3 This is he who was spoken of through the prophet Isaiah: “A voice of one calling in the desert, ‘Prepare the way for the Lord, make straight paths for him.'”
4 John’s clothes were made of camel’s hair, and he had a leather belt around his waist. His food was locusts and wild honey.
5 People went out to him from Jerusalem and all Judea and the whole region of the Jordan.
6 Confessing their sins, they were baptized by him in the Jordan River.
7 But when he saw many of the Pharisees and Sadducees coming to where he was baptizing, he said to them: “You brood of vipers! Who warned you to flee from the coming wrath?
8 Produce fruit in keeping with repentance.
9 And do not think you can say to yourselves, ‘We have Abraham as our father.’ I tell you that out of these stones God can raise up children for Abraham.
10 The ax is already at the root of the trees, and every tree that does not produce good fruit will be cut down and thrown into the fire.
11 “I baptize you with water for repentance. But after me will come one who is more powerful than I, whose sandals I am not fit to carry. He will baptize you with the Holy Spirit and with fire.
12 His winnowing fork is in his hand, and he will clear his threshing floor, gathering his wheat into the barn and burning up the chaff with unquenchable fire.”
Reflect
In what ways might presumptions about your standing with God stand in the way of your growth in Christ?

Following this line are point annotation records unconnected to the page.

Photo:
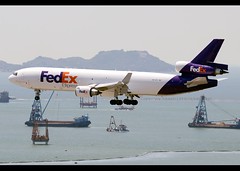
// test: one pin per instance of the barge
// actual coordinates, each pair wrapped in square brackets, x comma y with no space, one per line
[82,121]
[200,119]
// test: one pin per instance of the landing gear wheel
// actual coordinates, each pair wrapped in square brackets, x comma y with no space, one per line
[37,97]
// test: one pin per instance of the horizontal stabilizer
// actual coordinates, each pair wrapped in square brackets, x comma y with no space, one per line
[221,79]
[196,81]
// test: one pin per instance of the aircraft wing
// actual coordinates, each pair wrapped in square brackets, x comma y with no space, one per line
[113,85]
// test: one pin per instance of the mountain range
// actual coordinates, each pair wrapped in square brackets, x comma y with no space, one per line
[109,60]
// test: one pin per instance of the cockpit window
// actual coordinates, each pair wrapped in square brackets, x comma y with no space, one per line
[15,73]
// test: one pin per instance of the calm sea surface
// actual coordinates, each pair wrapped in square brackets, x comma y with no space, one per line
[158,129]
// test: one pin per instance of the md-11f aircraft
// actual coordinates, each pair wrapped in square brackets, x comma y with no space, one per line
[193,76]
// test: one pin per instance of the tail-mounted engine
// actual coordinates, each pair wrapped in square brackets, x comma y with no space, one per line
[86,91]
[211,69]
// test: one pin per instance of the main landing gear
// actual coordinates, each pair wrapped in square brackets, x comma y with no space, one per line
[125,101]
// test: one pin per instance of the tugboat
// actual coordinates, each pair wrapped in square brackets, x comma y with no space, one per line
[113,127]
[200,119]
[4,97]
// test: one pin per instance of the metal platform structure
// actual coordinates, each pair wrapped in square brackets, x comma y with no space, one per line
[89,103]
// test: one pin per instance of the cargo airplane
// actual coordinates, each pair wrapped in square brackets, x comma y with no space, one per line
[192,76]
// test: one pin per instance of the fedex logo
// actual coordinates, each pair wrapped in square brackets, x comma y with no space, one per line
[63,77]
[198,69]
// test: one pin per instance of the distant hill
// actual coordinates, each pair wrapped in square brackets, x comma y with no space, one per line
[115,59]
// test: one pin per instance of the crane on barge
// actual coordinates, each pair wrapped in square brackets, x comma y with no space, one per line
[200,119]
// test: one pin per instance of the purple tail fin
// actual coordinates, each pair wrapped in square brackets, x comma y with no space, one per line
[209,53]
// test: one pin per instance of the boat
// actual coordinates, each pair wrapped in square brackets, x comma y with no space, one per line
[36,136]
[200,119]
[124,108]
[113,127]
[82,121]
[4,97]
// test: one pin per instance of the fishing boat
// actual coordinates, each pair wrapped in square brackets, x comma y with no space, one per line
[113,127]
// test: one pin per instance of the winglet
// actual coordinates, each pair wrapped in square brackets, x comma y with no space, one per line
[127,78]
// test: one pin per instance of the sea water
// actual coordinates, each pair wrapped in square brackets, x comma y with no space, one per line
[158,129]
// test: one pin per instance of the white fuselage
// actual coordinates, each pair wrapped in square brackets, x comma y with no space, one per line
[67,79]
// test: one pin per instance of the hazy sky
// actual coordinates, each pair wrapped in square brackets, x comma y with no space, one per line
[171,33]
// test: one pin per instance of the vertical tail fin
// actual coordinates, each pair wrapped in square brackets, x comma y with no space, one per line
[209,53]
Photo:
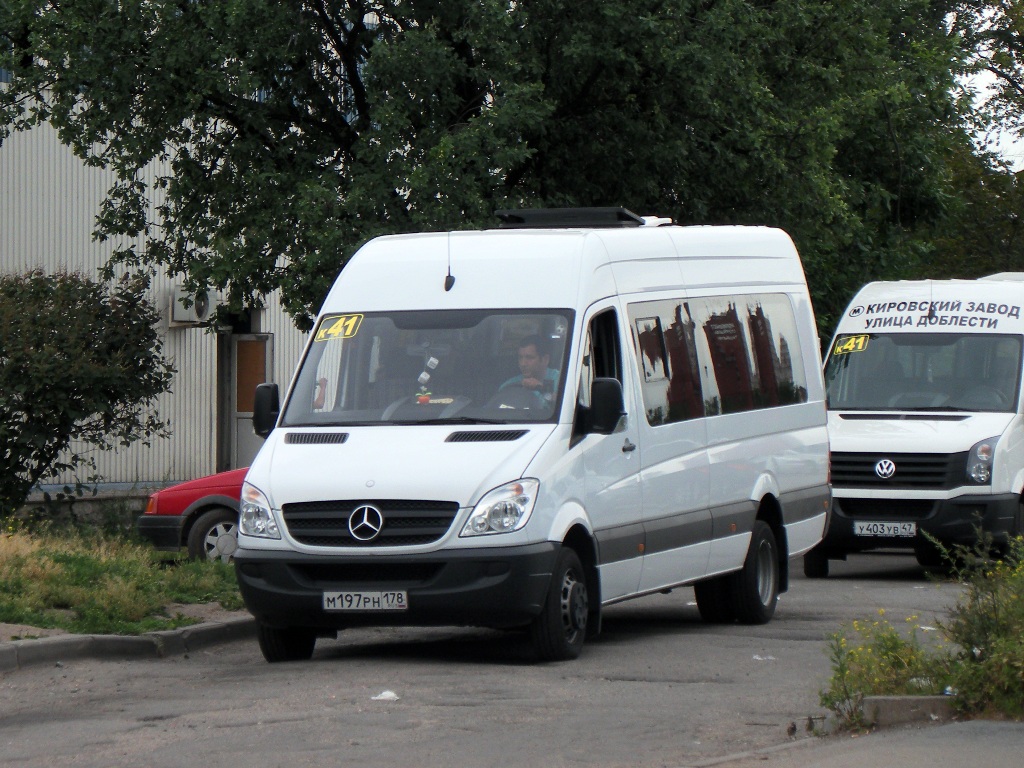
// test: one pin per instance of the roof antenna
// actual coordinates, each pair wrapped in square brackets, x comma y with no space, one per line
[449,281]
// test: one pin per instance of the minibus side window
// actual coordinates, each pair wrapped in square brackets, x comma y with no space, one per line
[601,358]
[717,354]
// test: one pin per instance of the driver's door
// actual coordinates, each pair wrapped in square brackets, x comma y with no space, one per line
[611,463]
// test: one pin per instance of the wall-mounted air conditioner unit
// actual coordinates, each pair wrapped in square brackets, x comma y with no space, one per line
[200,309]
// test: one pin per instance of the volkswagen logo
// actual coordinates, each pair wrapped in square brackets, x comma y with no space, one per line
[366,522]
[884,469]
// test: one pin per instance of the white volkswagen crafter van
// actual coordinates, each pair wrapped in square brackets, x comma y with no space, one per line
[924,383]
[515,428]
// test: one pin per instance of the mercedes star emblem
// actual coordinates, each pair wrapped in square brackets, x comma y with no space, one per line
[366,522]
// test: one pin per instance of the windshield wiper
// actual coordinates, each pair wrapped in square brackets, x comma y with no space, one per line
[453,420]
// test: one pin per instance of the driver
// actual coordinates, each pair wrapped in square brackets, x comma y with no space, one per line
[534,372]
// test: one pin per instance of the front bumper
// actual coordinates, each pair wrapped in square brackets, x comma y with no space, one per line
[951,521]
[500,587]
[164,531]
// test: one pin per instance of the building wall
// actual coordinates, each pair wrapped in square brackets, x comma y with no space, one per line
[48,202]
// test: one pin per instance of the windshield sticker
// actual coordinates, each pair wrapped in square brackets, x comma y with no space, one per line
[851,344]
[339,327]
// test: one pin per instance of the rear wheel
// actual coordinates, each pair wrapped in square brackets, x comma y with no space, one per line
[559,631]
[756,585]
[293,644]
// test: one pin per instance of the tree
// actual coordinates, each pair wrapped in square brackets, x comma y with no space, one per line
[295,130]
[80,367]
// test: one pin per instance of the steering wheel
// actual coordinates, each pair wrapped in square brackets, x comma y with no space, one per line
[516,396]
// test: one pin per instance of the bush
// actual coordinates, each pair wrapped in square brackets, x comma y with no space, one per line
[978,656]
[987,627]
[80,367]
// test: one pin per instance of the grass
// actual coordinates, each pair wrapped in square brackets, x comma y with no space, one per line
[977,655]
[93,582]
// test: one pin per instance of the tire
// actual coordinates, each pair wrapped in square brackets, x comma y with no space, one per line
[715,600]
[214,536]
[815,564]
[286,644]
[756,585]
[559,631]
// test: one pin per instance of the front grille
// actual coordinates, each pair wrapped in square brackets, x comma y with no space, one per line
[406,522]
[913,471]
[887,509]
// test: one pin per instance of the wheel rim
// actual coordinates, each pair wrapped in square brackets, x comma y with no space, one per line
[573,606]
[221,542]
[766,572]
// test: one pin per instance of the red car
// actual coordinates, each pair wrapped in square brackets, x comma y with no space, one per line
[201,515]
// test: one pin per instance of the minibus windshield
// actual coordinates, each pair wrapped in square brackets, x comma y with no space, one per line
[924,372]
[458,367]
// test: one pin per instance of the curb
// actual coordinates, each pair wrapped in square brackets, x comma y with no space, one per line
[883,712]
[20,653]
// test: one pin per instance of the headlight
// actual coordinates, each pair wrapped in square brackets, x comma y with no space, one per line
[255,517]
[505,509]
[979,461]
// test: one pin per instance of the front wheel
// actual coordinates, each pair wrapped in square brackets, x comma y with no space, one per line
[292,644]
[559,631]
[756,585]
[214,536]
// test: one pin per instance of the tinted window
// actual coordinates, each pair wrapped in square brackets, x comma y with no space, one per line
[717,354]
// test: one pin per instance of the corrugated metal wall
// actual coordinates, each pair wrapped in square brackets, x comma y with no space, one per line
[48,203]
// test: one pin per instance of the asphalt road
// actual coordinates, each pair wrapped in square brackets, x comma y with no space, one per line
[657,688]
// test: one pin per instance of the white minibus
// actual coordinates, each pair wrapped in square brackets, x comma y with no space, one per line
[517,427]
[924,383]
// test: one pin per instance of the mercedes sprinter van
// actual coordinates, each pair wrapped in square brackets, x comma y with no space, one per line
[517,427]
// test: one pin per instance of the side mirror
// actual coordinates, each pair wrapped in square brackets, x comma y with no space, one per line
[606,406]
[266,409]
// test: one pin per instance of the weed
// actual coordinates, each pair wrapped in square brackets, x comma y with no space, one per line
[94,582]
[979,654]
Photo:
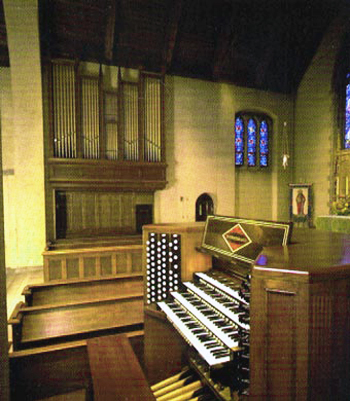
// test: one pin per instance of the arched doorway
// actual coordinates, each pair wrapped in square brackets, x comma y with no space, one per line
[204,207]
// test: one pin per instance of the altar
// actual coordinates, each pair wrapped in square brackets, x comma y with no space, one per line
[335,223]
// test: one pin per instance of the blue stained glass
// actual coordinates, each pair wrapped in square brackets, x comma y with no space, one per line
[347,119]
[264,143]
[239,141]
[251,143]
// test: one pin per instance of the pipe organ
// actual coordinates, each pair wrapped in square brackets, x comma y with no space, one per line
[268,319]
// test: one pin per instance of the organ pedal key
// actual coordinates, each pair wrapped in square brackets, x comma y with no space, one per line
[184,386]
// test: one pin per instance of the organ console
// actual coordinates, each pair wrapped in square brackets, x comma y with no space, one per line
[267,320]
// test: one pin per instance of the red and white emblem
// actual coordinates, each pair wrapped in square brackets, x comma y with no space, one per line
[236,238]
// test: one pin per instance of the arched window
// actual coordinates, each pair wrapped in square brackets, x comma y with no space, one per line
[252,135]
[347,113]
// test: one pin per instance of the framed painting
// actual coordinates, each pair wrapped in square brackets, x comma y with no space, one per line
[301,204]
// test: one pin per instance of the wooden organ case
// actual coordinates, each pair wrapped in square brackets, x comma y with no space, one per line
[273,306]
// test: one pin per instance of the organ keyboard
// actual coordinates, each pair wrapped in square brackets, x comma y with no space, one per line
[265,320]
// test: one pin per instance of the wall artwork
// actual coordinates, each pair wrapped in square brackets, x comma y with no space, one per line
[301,204]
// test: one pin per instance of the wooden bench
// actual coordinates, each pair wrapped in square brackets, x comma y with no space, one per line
[89,259]
[38,326]
[116,372]
[67,372]
[77,291]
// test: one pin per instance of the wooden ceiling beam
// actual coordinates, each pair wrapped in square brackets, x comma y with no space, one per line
[173,24]
[224,44]
[110,29]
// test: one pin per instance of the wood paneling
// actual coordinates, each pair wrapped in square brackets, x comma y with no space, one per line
[92,262]
[106,174]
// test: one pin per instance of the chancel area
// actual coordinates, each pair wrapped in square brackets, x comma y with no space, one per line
[175,207]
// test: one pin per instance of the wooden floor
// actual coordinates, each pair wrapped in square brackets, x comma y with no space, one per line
[16,280]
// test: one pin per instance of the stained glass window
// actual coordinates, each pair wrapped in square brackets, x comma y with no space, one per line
[264,143]
[347,115]
[251,146]
[239,141]
[252,132]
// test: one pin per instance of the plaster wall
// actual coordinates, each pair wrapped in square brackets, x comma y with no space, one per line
[315,122]
[200,152]
[22,133]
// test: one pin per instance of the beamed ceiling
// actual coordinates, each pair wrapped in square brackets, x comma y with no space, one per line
[264,44]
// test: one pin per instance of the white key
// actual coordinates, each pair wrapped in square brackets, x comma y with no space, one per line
[207,354]
[217,305]
[229,342]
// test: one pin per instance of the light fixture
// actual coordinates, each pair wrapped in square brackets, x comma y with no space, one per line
[285,146]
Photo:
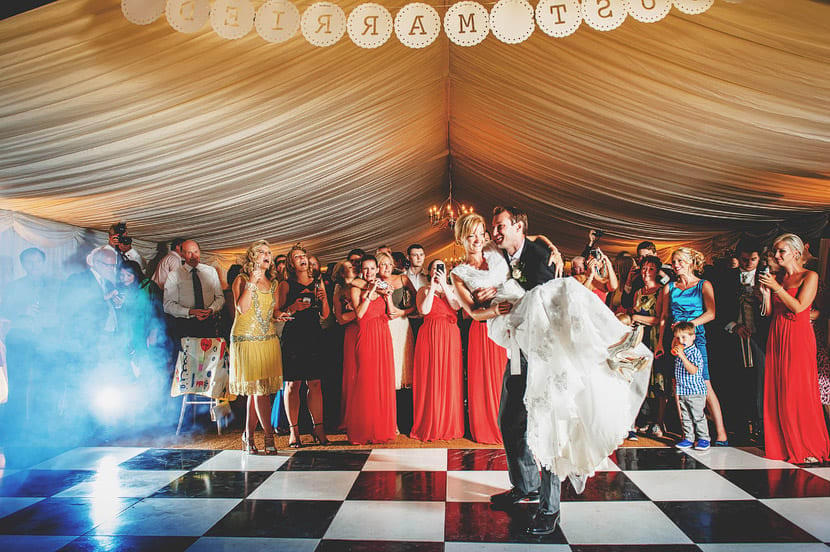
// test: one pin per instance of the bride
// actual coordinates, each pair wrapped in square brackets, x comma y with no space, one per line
[587,373]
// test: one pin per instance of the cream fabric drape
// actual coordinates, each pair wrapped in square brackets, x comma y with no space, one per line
[684,131]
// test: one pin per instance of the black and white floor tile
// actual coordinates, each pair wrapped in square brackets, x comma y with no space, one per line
[109,498]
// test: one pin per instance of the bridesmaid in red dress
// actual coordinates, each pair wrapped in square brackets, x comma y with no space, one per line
[438,379]
[370,407]
[794,427]
[485,359]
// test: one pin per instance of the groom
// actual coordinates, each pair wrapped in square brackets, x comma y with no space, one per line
[529,266]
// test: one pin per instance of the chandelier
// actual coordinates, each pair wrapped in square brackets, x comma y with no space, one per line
[444,215]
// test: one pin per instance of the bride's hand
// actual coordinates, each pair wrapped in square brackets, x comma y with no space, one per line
[482,295]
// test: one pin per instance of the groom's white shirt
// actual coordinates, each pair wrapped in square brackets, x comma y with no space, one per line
[518,254]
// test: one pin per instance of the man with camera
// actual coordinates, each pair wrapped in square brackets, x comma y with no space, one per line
[193,296]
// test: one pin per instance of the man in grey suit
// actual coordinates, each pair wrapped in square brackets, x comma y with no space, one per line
[529,266]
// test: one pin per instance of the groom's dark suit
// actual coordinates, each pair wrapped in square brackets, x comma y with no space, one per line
[524,474]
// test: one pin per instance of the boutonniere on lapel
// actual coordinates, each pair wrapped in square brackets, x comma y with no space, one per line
[517,271]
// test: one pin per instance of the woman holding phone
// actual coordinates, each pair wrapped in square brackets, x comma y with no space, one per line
[303,298]
[438,379]
[370,407]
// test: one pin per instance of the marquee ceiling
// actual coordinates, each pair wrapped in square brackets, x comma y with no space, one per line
[677,131]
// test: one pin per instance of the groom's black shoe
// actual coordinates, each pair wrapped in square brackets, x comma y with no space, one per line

On the last page of the Old Testament, Malachi promises that God will send the prophet Elijah before the Lord comes.1 Turn the page, and four hundred years later, John the Baptist breaks onto the scene, looking like Elijah. As the last of the prophets, he forges the link between the hopes of the Old Testament and the promise of the New.2
Why does Jesus need John to prepare the way? Because the nation needs to be troubled by a prophet. Just as Elijah was accused of being the ‘troubler of Israel,’3 John’s ministry crashes into the conscience of the nation with searing words: bad news about the need for repentance and good news about the nearness of the kingdom of heaven. First, the trouble. People need to recognize their sin and, unusual for Jewish believers, they are baptized. Spiritual troubling provokes repentance, calling for nothing less than life transformation. John’s message becomes so much harsher when the Pharisees and Sadducees also appear. There is no mention that they want to be baptized. Did they come with the same critical spirit they later showed in their testing of Jesus? How withering is John’s attack on their pride about their birthright and their failure to produce fruit for God?
Yet, John knows that he is only the preparer. He offers a half-way baptism. Though people confess their sins, they receive no power to live differently. Only Jesus will offer full baptism with the Holy Spirit (v. 11). Yet John’s bad-news challenge necessarily prepares the way. Few of us like to be challenged about our pride and complacency. However, like the Pharisees and Sadducees, we too need to be challenged in our souls about our lack of fruit.
Apply
As a new year begins, let’s dare to ask God to awaken our hearts.
Closing prayer
Holy Spirit, please break into my thoughts and habits. Where there is sin, lead me to repentance and give me greater vision to bear fruit for God’s kingdom.
1 Mal 4:5 2 Matt 11:1—19 3 1 Kings 18:17.